Over the course of the past decade, jump-shooting waterfowl has unfortunately fallen by the wayside in many duck hunting circles. “There’s nothing like watching the birds respond to a call,” says one hunter. “Where are the decoys?” states another. And finally, the biggie — “There’s no skill involved in sneaking up and shooting a duck,” claims a third. And while I agree that a working a big flock of mallards or sprig into a carefully arranged decoy spread is both a tremendous thrill and a most memorable achievement, I must stand and argue the third comment. No skill involved in jump-shooting?
No, a carefully planned and successfully executed jump-shooting venture requires every bit the skill, talent and strategizing, and perhaps moreso, than does a morning spent blowing a call while looking over two dozen painstakingly placed plastic ducks. But how, you ask, does one take jump-shooting from luck through logistics and on to success? Read on, Oh Jump-Shooter to be.
Elementally speaking, any place ducks will sit where you can get to them, preferably unseen, is a prime candidate for jump-shooting. Over the past 20 years, I’ve jumped and bagged birds over beaver swamps, tidal streams, big river backbays, freshwater ponds, temporary puddles of sheetwater, and even sewage lagoons, to name but a few. Short of a cut-and-dried formula, the first and quite possibly the only characteristic which a potential jump-shooting location need possess is that it can be sneaked; that is, you can approach to within effective shotgun range of the birds without first being seen. As I’ll soon explain in greater detail in the section called The Approach, there is, at least in my mind, what I’ll call a scientific and a non-scientific method for getting within this effective range.
In most cases, all you’ll need is a familiar shotgun, a supply of ammunition, and, depending upon the type of habitat you’re hunting, a pair of hiking boots, hip waders or chest-highs.

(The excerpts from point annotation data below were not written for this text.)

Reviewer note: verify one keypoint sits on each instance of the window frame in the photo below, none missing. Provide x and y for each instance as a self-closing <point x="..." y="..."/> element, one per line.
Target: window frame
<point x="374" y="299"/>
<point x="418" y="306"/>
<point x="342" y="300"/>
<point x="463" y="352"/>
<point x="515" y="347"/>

First, the shotgun. Whereas my 9.5-pound Remington Model 11-87 is an excellent choice for the blind or on very short jumping jaunts, you will often find me toting a much lighter 20-gauge Model 1100 or 12-gauge Model 870 on my extended jump-shooting forays. It’s important to remember that in the jump-shooter’s case, 95 percent of your field time will be spent serving as a means of transportation for both a shotgun and its ammunition. That said, it only makes sense, if given the option, to carry a lighter piece.
For in-your-face jump-shooting — small timbered creeks or shoot-across ponds, for instance — I’ll typically opt for lighter non-toxic loads such as 1 or 1 1/8 ounce charges of No. 5 or No. 4 steel. On the opposite end of the spectrum are jump-shooting situations involving larger bodies of water or even fields; those types of scenarios where your first response might be at 40 yards and your third at 55. Here, I’ll give a nod to the heavier 1 5/8 to 1 7/8-ounce loads in the 12-gauge, 3-inch hulls, with my shot sizes of choice being No. 1 or No. 2 in steel, or No. 4 or No. 5 in Hevi-Shot.
For sake of discussion, I’m going to divide jump-shooting into two categories based on what I call their approach. These I’ll call the non-scientific and the scientific approach.
The aptly-named non-scientific (NS) method involves a bit more luck than it does logistics and planning. Under NS guidelines, the hunt often resembles more of an armed creekside or shoreline walk, with the hunter pausing at each and every bend, turn or backwater bay or cove to investigate the area’s duck potential before moving on to the next likely looking spot. If the birds are there, maybe they’ll get some action; if not, it’s on to the next puddle.
The scientific approach begins in advance of the season. Mapping software — I use TopoUSA 4.0 from DeLORME Mapping (www.delorme.com) — affords me a two-dimensional aerial view of those waters I plan to hunt. These computer-generated maps give me the opportunity to pinpoint and study those locations on the creek or marsh where ducks should be. Armed with such information, I can then go into the field, again pre-season, and physically scout these locations. Where and when possible, I’ll do my scouting long-distance using binoculars.
Traditional, challenging and physically rewarding. Jump-shooting is all of this and more, and hardly deserves the unfortunate and unfair ‘bad rap’ it receives from some of the country’s waterfowlers. Yes, for me, there’s nothing quite like the adrenaline rush I get during those final few steps toward the widening ripples, their maker unseen, coming from the edge of a cattail-lined pond. Just another step…one more step…NOW!